Circ Totals for 2006, 2005
Justify Branch Staffing Changes

Posted January 8, 2006

Although staff sizes for branches were last overhauled in 1999(!), there have been marked changes since that time in terms of which branch libraries consistently handle the bulk of the library's lending (and reshelving) activity.

The 2006 circulation totals released last week, when ranked, show a remarkable stability - especially for the library system's busiest branches - compared to the 2005 rankings. Even if you ignore total circulation rankings, a consistent pattern emerges if you look at which branches have handled the largest percentages of the library system's workload for the past two years.

Unfortunately, the bulk of the library system's public service employees are not currently working in the busiest branches, because the size of branch staffs are determined primarily by the 1999 staffing formulas.

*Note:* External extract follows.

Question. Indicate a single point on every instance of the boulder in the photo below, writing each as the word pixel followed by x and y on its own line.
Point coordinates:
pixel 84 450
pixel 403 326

These obsolete staffing allocations have resulted in more than a few cases of certain branches handling far more circulation than other branches with an equal (or even larger) number of employees. For example, four "Area Libraries" consistently handle more circulation than two "Regional Libraries," and yet are forced to do that, month after month after month, with fewer staff than those two Regionals.

We cannot imagine why branch staff allocations were not systematically and comprehensively re-evaluated long ago, as the demographic changes responsible for library use in Fulton County are hardly recent ones. Although efficient staffing allocations must take into account factors other than circulation figures, it still makes no sense for branches not to staffed partly according to how much lending and reshelving they consistently handle, relative to other facilities in the library system. (We've previously made some specific suggestions about how AFPL's facilities should be re-grouped into high-, medium-, and low-circulation facilities so they could be staffed more efficiently and humanely.)

But at AFPL, branch staffing is one of three fundamental resource-management activities that seem impervious to radically different workload realities. (The other two chronically un-managed resources at AFPL are the relative amounts of money doled out each year to the branches to buy their materials, and the number of computers allocated for public use at the various libraries.)

Decisions in all three of these scarce-resource areas continue to be based not on how much work a branch handles relative to other branches, but by the branch's "facility type." Even when a branch substantially increases or loses circulation from one year to the next, there is zero adjustment to the number of staff assigned to that branch.

Why is that? How can seemingly-sacrosanct staffing allocations motivate or reward branches that increase circulation? Why should branch managers or branch staff give a damn whether or not they lose circulation from one year to the next - even if that loss is dramatic?

If anyone has any theories about why circulation differentials shouldn't have a greater bearing than they do at AFPL on the deployment of the library system's work force (or, for that matter, its materials budget allocations), we'd love for you to share those theories with AFPLWATCH's readers. The long-overworked staff at the busiest branches would be especially interested to learn why the 1999 staffing allocations go untampered with year after year after year.